Posté le par La rédaction dans Environnement

Pollutec est aussi l'occasion de faire un peu de prospective. Quels sont les enjeux futurs pour les entreprises françaises du secteur de la performance énergétique ? Et quelle place pour ces entreprises face à la concurrence ?

La volonté de considérer l’efficacité énergétique comme un élément de réflexion inévitable en amont d’une construction de bâtiment, à la suite du Grenelle, est aujourd’hui effective : il est vrai qu’une atteinte des objectifs du Grenelle nécessite une politique globale reposant sur l’activation combinée des leviers d’offre et de demande, mais aussi sur les incitations. Sur la demande, rationaliser les dispositifs d’incitations publiques pour passer d’une culture de moyens à une culture du résultat, généraliser les technologies et services de gestion active (notamment au travers de contrats globaux de type « bouquet de travaux » ou « contrat de performance énergétique ») sont des mesures à considérer. Sur l’offre, structurer et qualifier la filière du bâtiment dans son ensemble pour la mettre en situation de répondre aux nouvelles exigences est nécessaire. Identifier et professionnaliser les nouveaux métiers et pratiques l’est tout autant.

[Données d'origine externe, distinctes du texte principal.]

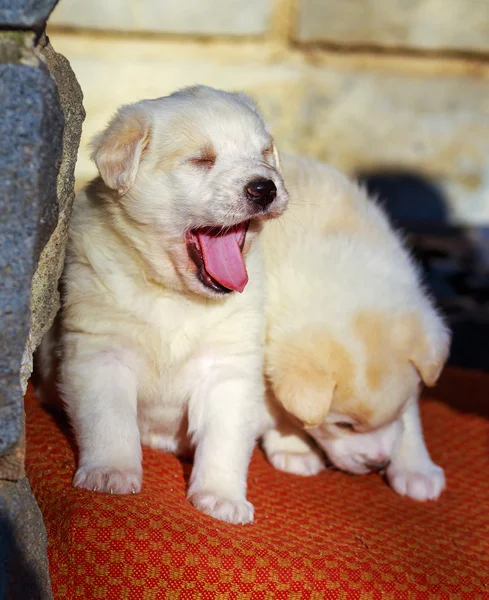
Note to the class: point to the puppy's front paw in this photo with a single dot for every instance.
(308, 463)
(238, 512)
(105, 479)
(422, 484)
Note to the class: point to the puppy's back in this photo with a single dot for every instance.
(332, 260)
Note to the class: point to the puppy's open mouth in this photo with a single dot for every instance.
(218, 255)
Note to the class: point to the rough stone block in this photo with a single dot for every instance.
(31, 125)
(24, 570)
(25, 14)
(419, 24)
(201, 17)
(45, 300)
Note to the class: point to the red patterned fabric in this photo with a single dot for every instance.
(328, 536)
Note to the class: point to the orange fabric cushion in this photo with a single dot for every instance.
(328, 536)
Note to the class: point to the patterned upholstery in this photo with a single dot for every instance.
(329, 536)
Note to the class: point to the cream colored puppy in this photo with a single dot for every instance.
(162, 321)
(351, 336)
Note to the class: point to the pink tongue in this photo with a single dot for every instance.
(222, 257)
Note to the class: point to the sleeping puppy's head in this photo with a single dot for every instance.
(349, 392)
(191, 177)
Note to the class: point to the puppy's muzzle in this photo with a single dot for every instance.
(378, 466)
(261, 191)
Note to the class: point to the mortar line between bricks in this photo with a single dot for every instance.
(311, 51)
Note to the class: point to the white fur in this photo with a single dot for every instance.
(148, 353)
(329, 259)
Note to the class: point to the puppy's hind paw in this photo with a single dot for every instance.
(239, 512)
(108, 480)
(305, 464)
(424, 484)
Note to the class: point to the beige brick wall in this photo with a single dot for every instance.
(363, 84)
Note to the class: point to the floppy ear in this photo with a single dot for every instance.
(430, 353)
(117, 151)
(276, 156)
(305, 392)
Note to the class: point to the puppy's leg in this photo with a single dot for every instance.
(100, 396)
(411, 471)
(224, 418)
(289, 449)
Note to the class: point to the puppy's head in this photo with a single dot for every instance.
(350, 395)
(193, 176)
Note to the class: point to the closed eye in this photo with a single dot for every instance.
(206, 158)
(205, 162)
(266, 152)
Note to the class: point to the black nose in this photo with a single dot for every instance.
(377, 466)
(261, 191)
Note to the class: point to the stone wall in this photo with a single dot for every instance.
(365, 84)
(41, 114)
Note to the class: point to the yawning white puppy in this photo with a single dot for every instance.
(162, 321)
(351, 334)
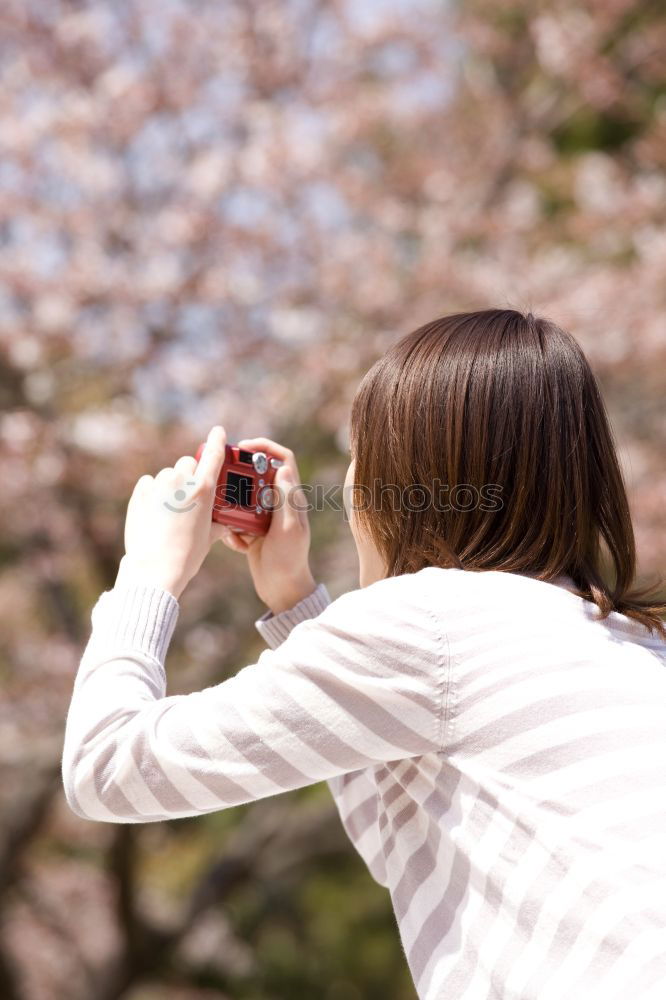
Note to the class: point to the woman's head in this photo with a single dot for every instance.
(481, 441)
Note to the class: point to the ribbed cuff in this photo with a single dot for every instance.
(275, 628)
(137, 616)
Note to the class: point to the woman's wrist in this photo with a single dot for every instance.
(290, 593)
(132, 569)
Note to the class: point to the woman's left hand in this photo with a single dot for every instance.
(169, 528)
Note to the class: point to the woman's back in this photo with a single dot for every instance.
(528, 852)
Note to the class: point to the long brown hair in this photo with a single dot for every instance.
(502, 410)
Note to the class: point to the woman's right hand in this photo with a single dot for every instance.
(279, 560)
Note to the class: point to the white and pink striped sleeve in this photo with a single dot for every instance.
(362, 682)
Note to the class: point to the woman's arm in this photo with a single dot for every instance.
(363, 682)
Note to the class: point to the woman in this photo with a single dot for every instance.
(488, 708)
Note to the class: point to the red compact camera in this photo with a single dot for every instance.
(244, 495)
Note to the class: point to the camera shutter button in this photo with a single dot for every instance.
(260, 462)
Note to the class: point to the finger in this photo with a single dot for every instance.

Le marché bute néanmoins sur la fragmentation de la filière, la non optimisation des dispositifs d’aide et un important besoin en formation. Plusieurs préconisations existent pour minimiser la portée négative de cette fragmentation :

  • mettre en place de contrats de performance énergétiques (impact potentiel significatif : gains annuels de 3 à 13 TWh) ;
  • introduire des financements conditionnés aux résultats : bouquets de travaux, objectif et contrôle de performance ;
  • développement du tissu de formation local par la création de lieux communs d’apprentissage ; mise en place de plates-formes de démonstration techniques à destination des lieux de formation ;
  • faciliter l’assurabilité des nouveaux produits et matériaux pour une meilleure pénétration des matériaux innovants, notamment issus des agro-ressources locales ;
  • adapter l’offre française concernant les équipements de chauffage performants ;
  • promouvoir la santé-environnement, notamment la qualité de l’air intérieur.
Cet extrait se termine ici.